Magryta column: Combating allergies

Published 12:00 am Friday, May 2, 2008

It is that time of year again when many people begin to sneeze and wheeze in beautiful North Carolina. After spending the last nine years caring for children and adolescents with allergic disease, my thoughts and practice have evolved.
Allergic diseases are most certainly genetic and seem to be triggered by environmental factors. The root cause is inflammation that is unchecked. As a population, we spend far too much time treating these illnesses instead of focusing more energy on the prevention aspect.
Medical literature continues to produce evidence that maternal and childhood dietary habits influence disease onset and progression. A 2008 study from THORAX noted that pregnant women who followed a traditional Mediterranean diet were significantly more likely to have children free of allergic disease. Many studies have noted that obese children and adults have poor disease control compared to their more slender peers. The traditional Mediterranean diet is gaining traction in nutritional circles around the world as the diet to reduce inflammation. Traditional Mediterranean diets:
n Are primarily plant-based, with a high intake of vegetables, fruits, bread and cereals, beans, nuts and seeds.
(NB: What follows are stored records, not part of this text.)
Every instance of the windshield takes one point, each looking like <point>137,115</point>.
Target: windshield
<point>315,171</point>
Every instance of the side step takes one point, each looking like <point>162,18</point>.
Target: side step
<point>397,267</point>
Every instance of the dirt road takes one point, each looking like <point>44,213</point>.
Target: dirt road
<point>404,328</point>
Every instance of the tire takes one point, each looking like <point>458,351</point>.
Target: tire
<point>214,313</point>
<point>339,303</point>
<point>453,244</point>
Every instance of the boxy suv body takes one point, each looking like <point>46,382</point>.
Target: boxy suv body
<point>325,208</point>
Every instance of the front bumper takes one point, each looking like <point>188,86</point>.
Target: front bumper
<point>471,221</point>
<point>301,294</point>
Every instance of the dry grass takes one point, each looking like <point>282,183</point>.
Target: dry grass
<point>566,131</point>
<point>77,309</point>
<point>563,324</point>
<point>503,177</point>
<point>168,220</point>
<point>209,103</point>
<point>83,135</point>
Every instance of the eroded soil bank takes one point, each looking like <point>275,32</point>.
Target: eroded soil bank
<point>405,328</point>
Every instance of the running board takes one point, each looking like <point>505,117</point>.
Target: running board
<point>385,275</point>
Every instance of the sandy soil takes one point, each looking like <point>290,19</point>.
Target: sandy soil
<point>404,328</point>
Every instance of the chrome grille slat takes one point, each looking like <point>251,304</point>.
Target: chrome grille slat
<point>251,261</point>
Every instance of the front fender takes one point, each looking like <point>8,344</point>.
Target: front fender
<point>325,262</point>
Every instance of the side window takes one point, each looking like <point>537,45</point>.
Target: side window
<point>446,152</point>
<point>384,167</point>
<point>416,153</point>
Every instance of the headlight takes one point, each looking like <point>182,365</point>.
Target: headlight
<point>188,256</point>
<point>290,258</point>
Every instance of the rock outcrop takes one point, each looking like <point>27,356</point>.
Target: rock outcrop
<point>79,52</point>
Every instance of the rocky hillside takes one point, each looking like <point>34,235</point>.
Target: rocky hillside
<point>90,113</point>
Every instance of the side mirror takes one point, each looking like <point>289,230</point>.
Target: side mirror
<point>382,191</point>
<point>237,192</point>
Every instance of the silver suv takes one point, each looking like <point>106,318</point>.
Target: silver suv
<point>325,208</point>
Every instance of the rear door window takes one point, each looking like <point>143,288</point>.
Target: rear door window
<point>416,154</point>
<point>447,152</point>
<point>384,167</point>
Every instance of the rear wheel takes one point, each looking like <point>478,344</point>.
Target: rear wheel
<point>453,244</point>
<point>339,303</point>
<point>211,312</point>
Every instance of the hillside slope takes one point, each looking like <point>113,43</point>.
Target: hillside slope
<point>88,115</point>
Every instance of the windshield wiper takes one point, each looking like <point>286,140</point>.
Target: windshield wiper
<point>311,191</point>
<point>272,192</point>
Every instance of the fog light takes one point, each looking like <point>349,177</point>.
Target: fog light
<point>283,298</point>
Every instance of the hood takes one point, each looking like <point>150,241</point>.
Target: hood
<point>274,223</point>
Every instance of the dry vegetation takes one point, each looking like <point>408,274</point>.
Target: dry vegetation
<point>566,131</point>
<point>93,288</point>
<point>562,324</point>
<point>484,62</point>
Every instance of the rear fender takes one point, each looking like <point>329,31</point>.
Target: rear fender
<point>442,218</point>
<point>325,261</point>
n Use olive oil as the primary source of fat.
n Have a moderate to high intake of fish.
n Have a low intake of dairy products, poultry, and red meat.
If you are what you eat and your diet has been proven to be detrimental to your allergies, it is time to take a hard look at your family’s dinner plate. To learn more about the Mediterranean diet, visit www.mayoclinic.com/health/mediterranean-diet.
I am a firm believer that the use of fish oil and increasing one’s intake of Omega-3 fatty acids is essential for reducing inflammation. The major sources of natural Omega-3 fatty acids are from wild cold water oily fish such as salmon, herring, mackerel, anchovies and sardines. Walnuts, flax, grass and meat from animals solely fed grass are other good sources.
Mothers who have a history of allergy will be interested to know that two other strategies can be employed to help reduce the development of allergies in their children.
First, avoid the intake of dairy products while breastfeeding or feed your child a protein hydrolysate formula like Alimentum. Second, taking probiotics like Culturelle GG daily for 6 weeks before birth and then feeding them to your infant for 6 months has been shown to reduce the development of allergic diseases, especially eczema.
Avoiding triggers is an essential part of a balanced approach to allergies. Steering clear of your triggers will decrease the need for treatment. Whether it’s putting dust mite covers on your bed or avoiding cats or dairy products, the end result will be beneficial.
For prevention techniques, visit www.aaaai.org/patients/ publicedmat/tips/indoorallergens.stm.
Treatment takes two stages. Primarily, the use of standard therapies including antihistamines or intranasal steroids is very beneficial, as an allergy sufferer will testify. For those non-traditionalists, I would recommend the correct doses of stinging nettles or butterbur for treatment of allergic rhinitis symptoms. Quercetin can be used a few weeks before allergy season develops and throughout the symptomatic time as a preventative choice. Ask your doctor for dosage advice.Finally, I have two important recommendations. Rinse your nose and sinuses with a warm salt water solution to remove pollen and decrease irritation. There are many techniques that can be used. I would direct you to drweilselfhealing.com.
Dr. Christopher Magryta is a pediatrician with Salisbury Pediatric Associates.